Kenneth Scott

Personal information
- Nationality: British (English)
- Born: 29 January 1911 Wycombe, England
- Died: 12 August 1990 (aged 79) Poole, England

Sport
- Sport: Swimming
- Event: backstroke
- Club: Hampstead Priory SC Clacton SC

= Kenneth Scott (swimmer) =

British swimmer (1911–1990)

Kenneth Thomas Scott (29 January 1937 – 12 August 1990) was an international swimmer who competed for England at the British Empire Games (now Commonwealth Games).

== Biography ==
Scott was educated at University College School and specialised in backstroke swimming. He was the school's swimming captain and won the school's championpionship for five consecutive years.

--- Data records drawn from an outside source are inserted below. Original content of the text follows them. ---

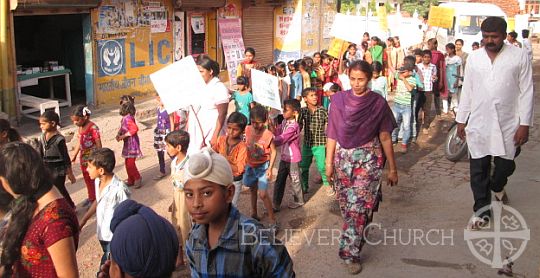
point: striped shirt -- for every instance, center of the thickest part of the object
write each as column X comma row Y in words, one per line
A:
column 403, row 95
column 244, row 249
column 314, row 125
column 427, row 75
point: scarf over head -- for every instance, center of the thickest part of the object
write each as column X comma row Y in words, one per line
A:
column 356, row 120
column 144, row 244
column 210, row 166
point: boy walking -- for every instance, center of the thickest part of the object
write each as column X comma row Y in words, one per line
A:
column 402, row 104
column 234, row 149
column 428, row 72
column 313, row 119
column 110, row 192
column 287, row 135
column 177, row 146
column 223, row 242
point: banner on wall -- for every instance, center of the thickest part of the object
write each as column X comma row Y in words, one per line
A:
column 345, row 28
column 441, row 17
column 179, row 84
column 336, row 47
column 265, row 89
column 230, row 31
column 111, row 57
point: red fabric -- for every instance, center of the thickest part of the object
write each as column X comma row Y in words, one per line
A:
column 132, row 171
column 90, row 184
column 132, row 126
column 56, row 221
column 437, row 58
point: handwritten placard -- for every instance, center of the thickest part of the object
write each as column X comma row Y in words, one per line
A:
column 265, row 89
column 179, row 84
column 336, row 47
column 441, row 17
column 348, row 28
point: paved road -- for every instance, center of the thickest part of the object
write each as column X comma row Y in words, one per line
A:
column 433, row 196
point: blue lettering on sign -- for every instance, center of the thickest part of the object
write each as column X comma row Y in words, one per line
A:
column 161, row 44
column 134, row 64
column 111, row 57
column 151, row 53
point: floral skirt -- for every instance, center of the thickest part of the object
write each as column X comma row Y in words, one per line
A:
column 357, row 175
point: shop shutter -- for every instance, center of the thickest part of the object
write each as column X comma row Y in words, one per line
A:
column 258, row 31
column 198, row 4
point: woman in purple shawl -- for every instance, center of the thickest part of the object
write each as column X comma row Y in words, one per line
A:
column 359, row 143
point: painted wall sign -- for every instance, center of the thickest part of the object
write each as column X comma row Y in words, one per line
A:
column 288, row 24
column 111, row 56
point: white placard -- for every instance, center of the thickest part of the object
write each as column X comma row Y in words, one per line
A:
column 265, row 89
column 348, row 27
column 179, row 84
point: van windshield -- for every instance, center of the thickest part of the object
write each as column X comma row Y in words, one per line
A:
column 470, row 24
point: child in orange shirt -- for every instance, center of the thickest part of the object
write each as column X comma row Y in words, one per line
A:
column 232, row 147
column 261, row 157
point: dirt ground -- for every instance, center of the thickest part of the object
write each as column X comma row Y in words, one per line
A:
column 433, row 194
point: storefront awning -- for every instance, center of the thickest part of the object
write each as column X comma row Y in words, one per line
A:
column 199, row 5
column 48, row 4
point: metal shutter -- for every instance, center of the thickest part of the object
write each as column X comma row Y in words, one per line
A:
column 258, row 31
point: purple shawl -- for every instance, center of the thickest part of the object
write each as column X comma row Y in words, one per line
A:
column 355, row 120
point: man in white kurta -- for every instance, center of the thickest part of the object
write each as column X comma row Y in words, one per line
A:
column 496, row 106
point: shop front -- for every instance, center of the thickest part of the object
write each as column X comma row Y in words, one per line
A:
column 51, row 42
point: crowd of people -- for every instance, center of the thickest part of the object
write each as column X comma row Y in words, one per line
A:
column 348, row 113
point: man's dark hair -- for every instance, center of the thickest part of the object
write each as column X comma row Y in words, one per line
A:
column 494, row 24
column 178, row 138
column 239, row 119
column 426, row 52
column 103, row 158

Scott studied medicine at Emmanuel College, Cambridge and in June 1934 was awarded a half blue for swimming after winning four of the six events at the freshman's sports. He was selected to represent the England team at the 1934 British Empire Games in London, where he finished fifth in the 100 yards backstroke final,

He was a member of the Hampstead Priory Swimming Club, and shortly after the Games in September 1934 he became the Southern Counties champion over 150 yards backstroke.

He qualified as a doctor and after Cambridge and in 1937 was at St Bartholomew's Hospital. He was swimming for Clacton Swimming Club in 1939 and was based at Woking and District Victoria Hospital. It was at the Woking hospital that he took the position of medical superintendent in March 1939 and during World War II joined the Indian medical service.